Last week when I posted my newest punch needle quilt block, several people commented that they were interested in punch needle and a punch needle quilt but had never done it. I thought I would post a punch needle tutorial to help people get started.
Here's what you need to get started: A punch needle, a threader, pearl cotton # 5, muslin (or white bleached muslin), a pattern to draw or trace onto the wrong side of the fabric and an embroidery hoop-size 6".

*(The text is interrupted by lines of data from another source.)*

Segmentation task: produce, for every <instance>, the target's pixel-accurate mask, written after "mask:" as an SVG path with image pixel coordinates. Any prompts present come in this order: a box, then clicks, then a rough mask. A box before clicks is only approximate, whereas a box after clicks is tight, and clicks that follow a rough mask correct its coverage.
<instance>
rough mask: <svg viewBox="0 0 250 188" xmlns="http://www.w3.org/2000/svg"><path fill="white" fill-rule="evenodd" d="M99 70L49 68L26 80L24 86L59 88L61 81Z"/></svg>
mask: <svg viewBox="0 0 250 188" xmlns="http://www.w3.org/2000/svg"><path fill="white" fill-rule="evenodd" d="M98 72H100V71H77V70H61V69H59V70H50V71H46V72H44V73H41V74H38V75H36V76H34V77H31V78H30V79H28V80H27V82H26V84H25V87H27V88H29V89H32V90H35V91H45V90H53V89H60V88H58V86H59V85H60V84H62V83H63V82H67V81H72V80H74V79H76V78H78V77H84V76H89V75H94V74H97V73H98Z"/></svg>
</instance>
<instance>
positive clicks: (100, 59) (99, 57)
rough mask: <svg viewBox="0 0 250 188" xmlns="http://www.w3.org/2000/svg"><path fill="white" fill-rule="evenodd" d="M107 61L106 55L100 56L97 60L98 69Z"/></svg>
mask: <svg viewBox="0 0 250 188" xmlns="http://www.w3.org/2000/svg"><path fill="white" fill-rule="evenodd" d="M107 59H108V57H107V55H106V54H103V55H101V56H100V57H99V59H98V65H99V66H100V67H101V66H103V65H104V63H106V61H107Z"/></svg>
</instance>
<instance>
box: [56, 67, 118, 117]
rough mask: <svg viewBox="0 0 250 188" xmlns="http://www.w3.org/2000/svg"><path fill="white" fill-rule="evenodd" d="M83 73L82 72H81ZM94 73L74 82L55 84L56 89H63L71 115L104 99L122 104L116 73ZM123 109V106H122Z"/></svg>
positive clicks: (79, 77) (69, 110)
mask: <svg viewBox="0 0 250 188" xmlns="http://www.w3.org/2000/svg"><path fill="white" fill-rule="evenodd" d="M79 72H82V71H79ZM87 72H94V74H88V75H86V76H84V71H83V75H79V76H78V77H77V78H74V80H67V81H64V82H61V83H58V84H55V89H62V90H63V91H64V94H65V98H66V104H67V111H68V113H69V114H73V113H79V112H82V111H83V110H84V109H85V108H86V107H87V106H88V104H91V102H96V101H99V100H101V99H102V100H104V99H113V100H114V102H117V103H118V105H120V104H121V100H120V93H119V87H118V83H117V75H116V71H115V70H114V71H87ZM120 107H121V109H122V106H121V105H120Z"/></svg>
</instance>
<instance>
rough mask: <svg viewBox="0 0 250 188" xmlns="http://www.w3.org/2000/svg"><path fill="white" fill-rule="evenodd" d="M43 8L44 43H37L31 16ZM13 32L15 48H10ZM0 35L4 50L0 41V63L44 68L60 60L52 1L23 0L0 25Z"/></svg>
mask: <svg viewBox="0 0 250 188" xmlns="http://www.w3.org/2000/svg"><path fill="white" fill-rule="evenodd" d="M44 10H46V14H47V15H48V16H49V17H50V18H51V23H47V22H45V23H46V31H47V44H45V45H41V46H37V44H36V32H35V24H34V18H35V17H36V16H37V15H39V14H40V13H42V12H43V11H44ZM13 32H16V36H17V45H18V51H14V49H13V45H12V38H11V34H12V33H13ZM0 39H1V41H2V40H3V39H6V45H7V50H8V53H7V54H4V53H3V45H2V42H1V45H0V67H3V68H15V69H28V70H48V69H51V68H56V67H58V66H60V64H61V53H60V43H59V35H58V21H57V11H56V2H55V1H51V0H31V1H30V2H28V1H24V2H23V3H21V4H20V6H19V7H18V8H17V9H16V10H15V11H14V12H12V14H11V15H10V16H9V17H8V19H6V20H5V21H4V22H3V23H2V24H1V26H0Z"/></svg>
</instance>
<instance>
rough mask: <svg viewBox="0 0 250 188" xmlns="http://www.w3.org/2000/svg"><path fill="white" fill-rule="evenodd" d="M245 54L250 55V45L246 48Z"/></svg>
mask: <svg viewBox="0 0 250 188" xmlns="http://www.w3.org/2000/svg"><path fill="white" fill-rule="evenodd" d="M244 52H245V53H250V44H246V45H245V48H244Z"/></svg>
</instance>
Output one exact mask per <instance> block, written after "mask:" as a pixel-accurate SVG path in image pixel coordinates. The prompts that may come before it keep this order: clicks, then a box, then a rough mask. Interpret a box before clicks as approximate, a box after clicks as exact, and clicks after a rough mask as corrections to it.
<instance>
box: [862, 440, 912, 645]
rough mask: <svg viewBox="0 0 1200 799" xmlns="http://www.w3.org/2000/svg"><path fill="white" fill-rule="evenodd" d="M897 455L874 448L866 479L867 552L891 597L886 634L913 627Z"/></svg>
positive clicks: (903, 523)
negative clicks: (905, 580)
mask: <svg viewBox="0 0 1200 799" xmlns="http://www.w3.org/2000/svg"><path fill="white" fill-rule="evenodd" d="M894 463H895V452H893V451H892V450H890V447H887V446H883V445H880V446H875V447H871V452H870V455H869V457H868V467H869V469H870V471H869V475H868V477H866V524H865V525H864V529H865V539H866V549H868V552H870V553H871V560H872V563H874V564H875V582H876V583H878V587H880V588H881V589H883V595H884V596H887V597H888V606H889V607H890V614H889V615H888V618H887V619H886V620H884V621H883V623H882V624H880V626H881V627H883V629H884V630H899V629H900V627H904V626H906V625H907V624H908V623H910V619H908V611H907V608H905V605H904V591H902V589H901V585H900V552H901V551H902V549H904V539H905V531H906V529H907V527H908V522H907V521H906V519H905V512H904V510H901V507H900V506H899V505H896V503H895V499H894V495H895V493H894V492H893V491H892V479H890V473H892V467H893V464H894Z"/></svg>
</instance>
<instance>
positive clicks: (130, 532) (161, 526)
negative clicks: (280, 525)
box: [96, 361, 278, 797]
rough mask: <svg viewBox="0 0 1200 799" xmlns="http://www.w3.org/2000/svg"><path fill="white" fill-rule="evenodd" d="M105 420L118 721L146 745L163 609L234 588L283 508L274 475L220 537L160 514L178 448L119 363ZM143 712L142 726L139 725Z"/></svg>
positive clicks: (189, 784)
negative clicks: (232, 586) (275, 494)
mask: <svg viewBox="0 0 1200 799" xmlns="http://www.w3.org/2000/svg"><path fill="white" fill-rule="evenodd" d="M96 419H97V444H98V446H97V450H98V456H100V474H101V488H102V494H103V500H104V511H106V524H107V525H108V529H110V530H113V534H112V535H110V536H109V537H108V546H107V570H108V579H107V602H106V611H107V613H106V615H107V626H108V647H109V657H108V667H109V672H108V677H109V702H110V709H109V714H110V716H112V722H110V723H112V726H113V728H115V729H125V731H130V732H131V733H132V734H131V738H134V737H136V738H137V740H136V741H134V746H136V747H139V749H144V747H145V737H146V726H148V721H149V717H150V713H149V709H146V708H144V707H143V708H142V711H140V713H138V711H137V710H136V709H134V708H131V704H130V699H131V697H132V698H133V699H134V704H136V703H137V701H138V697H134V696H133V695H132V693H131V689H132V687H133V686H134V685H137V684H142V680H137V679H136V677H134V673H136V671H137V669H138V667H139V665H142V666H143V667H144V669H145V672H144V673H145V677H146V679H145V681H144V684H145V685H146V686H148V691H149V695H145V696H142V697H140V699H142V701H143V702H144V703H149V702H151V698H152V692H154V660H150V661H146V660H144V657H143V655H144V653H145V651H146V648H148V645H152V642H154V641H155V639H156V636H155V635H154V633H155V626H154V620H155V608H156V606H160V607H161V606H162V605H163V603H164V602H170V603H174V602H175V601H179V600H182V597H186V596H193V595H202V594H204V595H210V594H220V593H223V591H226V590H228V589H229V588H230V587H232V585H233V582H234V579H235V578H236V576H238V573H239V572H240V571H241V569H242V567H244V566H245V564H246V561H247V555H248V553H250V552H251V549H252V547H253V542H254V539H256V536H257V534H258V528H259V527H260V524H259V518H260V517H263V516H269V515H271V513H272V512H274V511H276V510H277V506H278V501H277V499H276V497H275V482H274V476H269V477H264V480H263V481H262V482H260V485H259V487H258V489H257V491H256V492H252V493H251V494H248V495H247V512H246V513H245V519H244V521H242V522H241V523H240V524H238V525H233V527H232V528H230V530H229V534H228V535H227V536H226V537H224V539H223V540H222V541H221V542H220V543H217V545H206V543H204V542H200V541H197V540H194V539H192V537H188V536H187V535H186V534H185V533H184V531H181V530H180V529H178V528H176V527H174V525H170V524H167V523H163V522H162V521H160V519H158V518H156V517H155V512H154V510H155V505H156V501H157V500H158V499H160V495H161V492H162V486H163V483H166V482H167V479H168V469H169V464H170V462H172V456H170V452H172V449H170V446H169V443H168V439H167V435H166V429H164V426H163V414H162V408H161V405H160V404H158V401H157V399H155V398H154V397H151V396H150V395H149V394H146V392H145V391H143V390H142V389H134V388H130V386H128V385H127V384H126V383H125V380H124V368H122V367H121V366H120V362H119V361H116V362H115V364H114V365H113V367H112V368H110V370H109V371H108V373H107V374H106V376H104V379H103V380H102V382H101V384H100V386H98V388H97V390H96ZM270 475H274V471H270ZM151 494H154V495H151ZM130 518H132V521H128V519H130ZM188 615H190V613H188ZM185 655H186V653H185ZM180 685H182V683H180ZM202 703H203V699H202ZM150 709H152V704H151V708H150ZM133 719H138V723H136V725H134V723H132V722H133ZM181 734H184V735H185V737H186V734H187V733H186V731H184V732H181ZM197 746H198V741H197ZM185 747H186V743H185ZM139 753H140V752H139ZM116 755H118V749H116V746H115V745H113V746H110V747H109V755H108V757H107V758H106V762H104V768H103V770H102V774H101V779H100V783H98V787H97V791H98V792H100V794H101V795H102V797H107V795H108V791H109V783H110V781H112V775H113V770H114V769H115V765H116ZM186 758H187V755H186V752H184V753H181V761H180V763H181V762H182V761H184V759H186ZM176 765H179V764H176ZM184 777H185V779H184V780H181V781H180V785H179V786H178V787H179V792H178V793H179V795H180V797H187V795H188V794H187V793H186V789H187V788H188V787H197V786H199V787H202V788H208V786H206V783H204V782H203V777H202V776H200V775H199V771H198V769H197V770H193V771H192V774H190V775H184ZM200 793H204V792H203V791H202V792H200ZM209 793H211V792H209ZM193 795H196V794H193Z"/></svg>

Punch needle can be done with many different kinds of threads or yarns...since these are punch needle quilt blocks, I'm using Pearl Cotton. There are many different types of punch needle needles-some of them have a dial that can change the size of the loop that the needle makes. I prefer using a needle that doesn't have a dial and therefore always makes the same size loop. If you are using a needle with a dial-try out different settings until you find the one best for your project. For quilt blocks, I recommend a short loop.
Any simple applique pattern-with fairly large shapes-works wonderfully for punch needle. My patterns are from the book: The Wickersham Signature Quilt from The State Museum of Pennsylvania, by Patricia Harants. The Wickersham Quilt was made in the mid-1850s in York County, Pennsylvania.
Here's the block I'm working on now. You can see the marked pattern, partially worked. Embroidery hoops come in two parts. Put the whole ring under the block. Open the screw (but don't let it come loose) and slip the top of the hoop over the block/bottom of the hoop.
Tighten the screw. You want the fabric as tight as possible in the hoop (like a drum) so if you need to, pull gently on the fabric around the hoop.
Now thread your needle. Put the needle threader along the groove all the way through the needle. (Click on the pictures to enlarge.)
Now put your thread through the end loop of the threader...
and pull the threader completely out of the needle (with the thread! :)
Gently pull the thread out of the threader.
Hold the thread as shown and...
put the threader through the hole in the needle.
Put the thread through the end loop of the threader and pull the threader (and thread) back out the hole.
Here's the threaded needle. Leave only a small tail of thread.
Now you're ready to punch. Your needle should be held so that you do not
see the groove in the needle-only the hole. (You can also punch with the needle facing side ways.) You will be punching towards your body.
Push the needle all the way in.
Lift the needle out just enough to clear the fabric and in it goes again for your next stitch. (Don't worry about the tail-we'll leave that for now.)
Keep punching-remember to have the needle go all the way in on each stitch.
Go along the outside, drawn line of your design.
The next row goes right up next to the first row...you'll slowly fill in the design. Remember to keep the thread loose coming off the spool.
The rows should be close together but don't worry if there's some fabric between rows. Look on the other side-the front side-at the loops and you'll see that its filling in nicely.
Oops! What if I take a break and when I come back some stitches have come out? Or, what if my thread was pulled too tightly off the spool and the stitches came out?
Don't worry! Here you see how a stitch has come out. Now, how do I get the thread back to being short-just a stitch from my fabric?
Just gently pull of the end of the thread...remember gently! just until the needle touches the fabric. Now punch some more.
Finished! How do I end? Hold your thumb on the needle and thread and gently pull the needle away from your work.
Now snip the thread very close. (You can snip the beginning tail now too.)
There, a leaf all punched and threads neatly trimmed.
Here's how it looks on the right side. (I don't see any funky long loops on this leaf but don't worry if you have some. I'll post a part 2 tutorial on how to finish up your punch needle that will cover that and more.)
Once you've finished part of your block and you have to move your hoop, you will have to have some of the punched area under the hoop. Its fine, it won't be permanently squooshed or anything but it will mean that the fabric won't be quite as tight in the hoop and you may have to gently pull on the fabric around the hoop now and then.
Hope that's helpful for getting started on your Punch Needle Quilt or any punch needle project.